Brian Kelly looks like a generic TV/low-budget movie "star." It doesn't make him a bad person, of course, but he just seems like another vanilla white male. His name doesn't help--we've gone from bland monikers like Rock Hudson and Tab Hunter to Huperdink Cabbagepatch, or whatever Dr. Strange's real name is.

2:18 PM  
Blogger Dave K said...

No monsters? There were some giant sized moray eels as I recall (yes, I saw it on a matinee too) and I believe they were overseen by Jim Danforth no less. No, they were not animated models, but real, though not necessarily live, animals motivated by wires and electricity I think. I seem to remember an interview somewhere in which Danforth described how upsetting the job was. It's been a long time since I've seen the film, so forgive me if I'm mistaken.

2:39 PM  
Blogger DBenson said...

I remember Ivan Tors as something of a brand name for animal-based family fare: "Zebra in the Kitchen", "Clarance the Cross-Eyed Lion" (the basis for the TV series "Daktari"), and "Flipper" on big screen and small. In the absence of major stars you'd think MGM would play up his name and credits as quality/suitability assurance to parents. As it stands, that poster is almost a MAD Magazine creation, crowded with detail that implies Bond-scale action and thrills with a hint of sci-fi. Mom might look at the ads, and with no other info decide not to drive Junior to the theater.

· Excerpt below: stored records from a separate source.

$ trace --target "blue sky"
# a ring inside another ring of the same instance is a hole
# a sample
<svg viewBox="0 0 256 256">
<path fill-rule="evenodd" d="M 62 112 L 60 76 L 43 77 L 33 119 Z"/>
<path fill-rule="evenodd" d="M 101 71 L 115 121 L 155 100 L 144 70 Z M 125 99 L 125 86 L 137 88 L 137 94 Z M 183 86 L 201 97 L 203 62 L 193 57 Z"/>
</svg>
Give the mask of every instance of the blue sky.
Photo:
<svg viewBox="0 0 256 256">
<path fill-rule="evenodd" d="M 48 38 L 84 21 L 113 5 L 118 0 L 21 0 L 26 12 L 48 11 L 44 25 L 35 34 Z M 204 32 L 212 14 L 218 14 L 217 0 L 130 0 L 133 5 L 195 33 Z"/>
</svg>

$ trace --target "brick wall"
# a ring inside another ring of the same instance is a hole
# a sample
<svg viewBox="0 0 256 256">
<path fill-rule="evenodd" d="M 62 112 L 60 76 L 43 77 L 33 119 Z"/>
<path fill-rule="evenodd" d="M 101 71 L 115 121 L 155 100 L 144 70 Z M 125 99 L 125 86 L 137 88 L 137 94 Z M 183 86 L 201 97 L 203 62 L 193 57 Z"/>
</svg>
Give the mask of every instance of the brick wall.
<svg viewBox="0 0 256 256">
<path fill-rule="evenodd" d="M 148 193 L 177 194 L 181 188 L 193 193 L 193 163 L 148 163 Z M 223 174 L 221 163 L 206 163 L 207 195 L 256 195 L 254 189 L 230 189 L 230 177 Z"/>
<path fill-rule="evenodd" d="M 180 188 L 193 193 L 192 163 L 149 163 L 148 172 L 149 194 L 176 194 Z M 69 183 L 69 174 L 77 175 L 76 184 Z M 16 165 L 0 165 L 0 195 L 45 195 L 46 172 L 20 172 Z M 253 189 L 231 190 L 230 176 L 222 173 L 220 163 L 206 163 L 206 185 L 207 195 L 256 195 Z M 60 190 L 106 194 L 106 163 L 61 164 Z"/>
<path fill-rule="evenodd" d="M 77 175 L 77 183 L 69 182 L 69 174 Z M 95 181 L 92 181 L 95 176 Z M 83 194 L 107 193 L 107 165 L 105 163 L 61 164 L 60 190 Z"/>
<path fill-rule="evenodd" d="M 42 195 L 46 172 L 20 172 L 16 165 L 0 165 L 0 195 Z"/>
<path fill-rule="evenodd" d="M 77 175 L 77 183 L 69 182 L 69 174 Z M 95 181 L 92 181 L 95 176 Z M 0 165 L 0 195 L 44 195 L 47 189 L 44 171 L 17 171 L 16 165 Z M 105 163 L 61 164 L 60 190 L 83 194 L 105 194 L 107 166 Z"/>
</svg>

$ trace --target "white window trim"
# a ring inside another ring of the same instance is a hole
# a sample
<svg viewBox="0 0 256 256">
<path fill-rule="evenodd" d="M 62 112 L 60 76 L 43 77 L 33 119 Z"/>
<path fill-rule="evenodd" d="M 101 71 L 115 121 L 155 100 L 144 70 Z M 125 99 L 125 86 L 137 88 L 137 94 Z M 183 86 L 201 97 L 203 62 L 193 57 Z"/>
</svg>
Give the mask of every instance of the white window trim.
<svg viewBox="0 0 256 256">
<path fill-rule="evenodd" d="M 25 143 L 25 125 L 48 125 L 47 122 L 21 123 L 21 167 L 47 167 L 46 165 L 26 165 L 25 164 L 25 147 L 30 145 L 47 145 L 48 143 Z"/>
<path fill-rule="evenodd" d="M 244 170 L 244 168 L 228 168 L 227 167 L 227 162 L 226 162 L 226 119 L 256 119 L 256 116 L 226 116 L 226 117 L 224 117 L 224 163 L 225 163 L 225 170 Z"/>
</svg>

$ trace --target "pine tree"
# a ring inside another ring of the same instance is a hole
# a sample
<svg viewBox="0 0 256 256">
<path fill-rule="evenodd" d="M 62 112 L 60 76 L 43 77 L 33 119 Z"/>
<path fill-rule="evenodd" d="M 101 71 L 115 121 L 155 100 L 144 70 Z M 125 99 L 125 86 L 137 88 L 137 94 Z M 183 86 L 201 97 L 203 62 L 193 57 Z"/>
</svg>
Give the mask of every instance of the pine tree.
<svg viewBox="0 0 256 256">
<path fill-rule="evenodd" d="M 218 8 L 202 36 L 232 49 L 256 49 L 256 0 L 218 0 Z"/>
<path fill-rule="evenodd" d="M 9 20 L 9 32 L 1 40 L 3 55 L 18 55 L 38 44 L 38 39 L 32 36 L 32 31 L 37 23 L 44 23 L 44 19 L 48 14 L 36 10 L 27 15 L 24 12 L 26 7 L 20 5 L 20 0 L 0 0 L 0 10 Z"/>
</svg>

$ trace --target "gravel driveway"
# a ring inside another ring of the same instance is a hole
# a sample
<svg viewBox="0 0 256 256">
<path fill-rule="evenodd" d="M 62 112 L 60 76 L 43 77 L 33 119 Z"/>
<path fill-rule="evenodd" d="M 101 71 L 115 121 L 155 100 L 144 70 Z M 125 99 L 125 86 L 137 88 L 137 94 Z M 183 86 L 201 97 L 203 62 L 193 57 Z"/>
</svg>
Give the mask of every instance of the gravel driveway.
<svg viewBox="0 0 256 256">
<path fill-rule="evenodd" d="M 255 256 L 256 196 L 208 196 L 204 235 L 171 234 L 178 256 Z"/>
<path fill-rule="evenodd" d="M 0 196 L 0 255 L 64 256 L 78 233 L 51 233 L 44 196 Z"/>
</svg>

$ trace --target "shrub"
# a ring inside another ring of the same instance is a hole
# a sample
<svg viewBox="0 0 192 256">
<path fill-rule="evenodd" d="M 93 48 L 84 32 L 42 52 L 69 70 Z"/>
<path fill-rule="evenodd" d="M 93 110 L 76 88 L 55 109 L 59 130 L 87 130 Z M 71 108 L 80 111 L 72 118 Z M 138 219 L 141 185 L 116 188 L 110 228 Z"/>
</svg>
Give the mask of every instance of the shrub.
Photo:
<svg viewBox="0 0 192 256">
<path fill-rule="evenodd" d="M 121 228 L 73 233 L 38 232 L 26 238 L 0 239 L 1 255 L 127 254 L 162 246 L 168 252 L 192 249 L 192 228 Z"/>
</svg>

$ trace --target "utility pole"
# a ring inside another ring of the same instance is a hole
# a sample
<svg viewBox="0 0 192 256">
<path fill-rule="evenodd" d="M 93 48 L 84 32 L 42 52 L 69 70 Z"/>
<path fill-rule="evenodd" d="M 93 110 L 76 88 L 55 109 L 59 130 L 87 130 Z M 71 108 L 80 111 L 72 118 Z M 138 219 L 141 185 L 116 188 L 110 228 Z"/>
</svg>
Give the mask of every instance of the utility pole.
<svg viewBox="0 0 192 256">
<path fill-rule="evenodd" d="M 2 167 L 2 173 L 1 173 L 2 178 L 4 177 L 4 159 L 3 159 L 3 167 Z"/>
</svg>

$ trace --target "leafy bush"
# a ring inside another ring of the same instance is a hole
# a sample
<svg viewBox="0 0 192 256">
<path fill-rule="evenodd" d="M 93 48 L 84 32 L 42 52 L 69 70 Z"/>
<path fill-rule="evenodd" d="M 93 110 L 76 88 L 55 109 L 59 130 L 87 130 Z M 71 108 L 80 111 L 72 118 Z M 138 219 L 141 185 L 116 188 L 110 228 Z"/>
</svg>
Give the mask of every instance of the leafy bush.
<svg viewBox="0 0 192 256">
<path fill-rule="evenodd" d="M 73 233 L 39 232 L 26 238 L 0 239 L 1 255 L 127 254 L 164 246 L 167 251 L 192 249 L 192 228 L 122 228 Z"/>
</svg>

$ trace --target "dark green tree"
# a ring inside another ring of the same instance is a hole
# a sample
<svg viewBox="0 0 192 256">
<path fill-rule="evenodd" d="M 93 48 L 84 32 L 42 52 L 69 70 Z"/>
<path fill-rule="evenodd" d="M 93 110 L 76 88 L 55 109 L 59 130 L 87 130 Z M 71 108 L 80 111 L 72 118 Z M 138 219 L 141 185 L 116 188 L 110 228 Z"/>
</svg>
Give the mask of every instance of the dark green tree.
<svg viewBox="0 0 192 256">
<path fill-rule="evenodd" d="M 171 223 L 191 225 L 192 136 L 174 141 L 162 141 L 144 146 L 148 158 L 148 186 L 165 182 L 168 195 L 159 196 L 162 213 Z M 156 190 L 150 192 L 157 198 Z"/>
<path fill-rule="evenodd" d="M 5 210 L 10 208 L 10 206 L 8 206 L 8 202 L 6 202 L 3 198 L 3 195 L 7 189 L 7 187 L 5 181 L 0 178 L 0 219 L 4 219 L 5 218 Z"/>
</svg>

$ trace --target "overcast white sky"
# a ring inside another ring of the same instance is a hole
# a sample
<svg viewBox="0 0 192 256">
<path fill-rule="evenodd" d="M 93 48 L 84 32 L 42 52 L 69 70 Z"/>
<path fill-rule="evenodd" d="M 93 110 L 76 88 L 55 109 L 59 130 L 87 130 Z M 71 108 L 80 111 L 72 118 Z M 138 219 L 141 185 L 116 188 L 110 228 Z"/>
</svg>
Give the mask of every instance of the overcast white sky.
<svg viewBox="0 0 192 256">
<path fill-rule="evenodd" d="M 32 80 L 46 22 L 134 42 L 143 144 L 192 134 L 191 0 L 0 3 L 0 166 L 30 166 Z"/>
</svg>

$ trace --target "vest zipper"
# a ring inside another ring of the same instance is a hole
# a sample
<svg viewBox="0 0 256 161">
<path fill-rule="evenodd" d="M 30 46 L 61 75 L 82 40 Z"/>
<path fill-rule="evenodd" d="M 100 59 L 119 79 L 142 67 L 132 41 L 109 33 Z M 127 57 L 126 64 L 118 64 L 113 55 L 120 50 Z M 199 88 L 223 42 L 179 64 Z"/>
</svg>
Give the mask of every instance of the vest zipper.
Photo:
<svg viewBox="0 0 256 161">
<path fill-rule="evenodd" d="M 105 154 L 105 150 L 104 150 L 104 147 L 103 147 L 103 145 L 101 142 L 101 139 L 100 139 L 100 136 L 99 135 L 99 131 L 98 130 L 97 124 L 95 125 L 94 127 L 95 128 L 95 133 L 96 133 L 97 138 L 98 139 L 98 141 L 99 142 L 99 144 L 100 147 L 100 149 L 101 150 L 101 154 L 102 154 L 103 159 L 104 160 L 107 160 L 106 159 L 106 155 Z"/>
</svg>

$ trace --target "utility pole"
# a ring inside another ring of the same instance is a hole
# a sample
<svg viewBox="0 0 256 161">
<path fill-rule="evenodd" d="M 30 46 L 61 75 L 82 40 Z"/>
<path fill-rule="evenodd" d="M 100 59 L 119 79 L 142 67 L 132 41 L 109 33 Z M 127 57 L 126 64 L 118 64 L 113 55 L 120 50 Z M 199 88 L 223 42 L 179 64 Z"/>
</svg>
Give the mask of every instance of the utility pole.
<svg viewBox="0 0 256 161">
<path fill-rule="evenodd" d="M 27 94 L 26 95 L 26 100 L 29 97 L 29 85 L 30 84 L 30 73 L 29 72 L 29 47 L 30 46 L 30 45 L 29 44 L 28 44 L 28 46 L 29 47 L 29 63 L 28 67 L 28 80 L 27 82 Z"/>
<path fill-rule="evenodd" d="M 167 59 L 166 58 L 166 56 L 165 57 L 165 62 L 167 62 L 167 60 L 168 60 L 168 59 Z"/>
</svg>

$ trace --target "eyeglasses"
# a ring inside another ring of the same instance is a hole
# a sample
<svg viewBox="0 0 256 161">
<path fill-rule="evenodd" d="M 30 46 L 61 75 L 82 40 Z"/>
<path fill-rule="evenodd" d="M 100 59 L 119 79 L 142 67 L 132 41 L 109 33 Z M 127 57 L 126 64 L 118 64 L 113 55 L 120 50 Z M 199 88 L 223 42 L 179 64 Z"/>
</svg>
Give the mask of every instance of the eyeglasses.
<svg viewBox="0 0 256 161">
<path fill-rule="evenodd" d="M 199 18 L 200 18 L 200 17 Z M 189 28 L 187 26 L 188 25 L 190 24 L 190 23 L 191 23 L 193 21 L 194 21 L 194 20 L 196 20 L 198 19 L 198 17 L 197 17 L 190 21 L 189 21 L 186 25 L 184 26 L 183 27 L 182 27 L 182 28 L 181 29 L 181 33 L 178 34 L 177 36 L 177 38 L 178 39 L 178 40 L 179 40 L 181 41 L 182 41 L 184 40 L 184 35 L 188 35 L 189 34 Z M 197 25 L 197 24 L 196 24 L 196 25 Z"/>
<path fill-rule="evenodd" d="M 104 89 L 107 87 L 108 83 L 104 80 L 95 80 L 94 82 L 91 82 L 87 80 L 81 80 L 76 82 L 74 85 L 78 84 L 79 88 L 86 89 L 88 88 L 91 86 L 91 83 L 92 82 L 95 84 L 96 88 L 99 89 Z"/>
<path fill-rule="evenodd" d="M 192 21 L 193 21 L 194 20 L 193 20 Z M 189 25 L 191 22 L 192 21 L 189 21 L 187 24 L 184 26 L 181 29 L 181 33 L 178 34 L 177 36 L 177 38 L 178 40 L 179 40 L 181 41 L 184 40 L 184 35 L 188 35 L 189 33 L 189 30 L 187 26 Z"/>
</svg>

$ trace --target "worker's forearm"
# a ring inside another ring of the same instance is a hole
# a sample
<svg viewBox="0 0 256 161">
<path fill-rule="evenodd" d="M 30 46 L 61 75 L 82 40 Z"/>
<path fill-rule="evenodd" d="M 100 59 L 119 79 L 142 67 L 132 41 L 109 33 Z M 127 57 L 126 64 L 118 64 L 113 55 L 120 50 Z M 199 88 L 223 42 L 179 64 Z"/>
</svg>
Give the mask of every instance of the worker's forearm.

Wondering if people confused this with Irwin Allen's "Voyage to the Bottom of the Sea", a glorious big-looking cheesefest that rarely if ever got beyond a studio tank. Irwin's pre-disaster films were certainly juvenile in content and safe enough for kids, but they presented themselves as real grown-up movies.

Recalling a later MGM effort, "Captain Nemo and the Underwater City". That fantasy looked respectably expensive if not quite epic, and was more aggressively kid-friendly than Disney's "20,000 Leagues". It was definitely marketed as kid fare.

3:42 PM  
Blogger Filmfanman said...

I associate Ivan Tors' name with films shot underwater - this, Flipper, and a movie I found in a bin called "Hello Down There" with Tony Randall and Janet Leigh are all partially shot underwater, and those are the only Ivan Tors titles I've been exposed to. At least, those are the ones I can recall.
It seems to me based on that limited selection that Tors was the only person trying to systematically exploit the possibilities of underwater photography in presenting scripted entertainment. Back in the 1960s, cheap underwater filming was a new development, opened up by the invention of the aqualung post-world war 2. Everything else shot underwater back in the 1960s and 1970s that I can remember seemed to have Jacques Cousteau or National Geographic's name on it.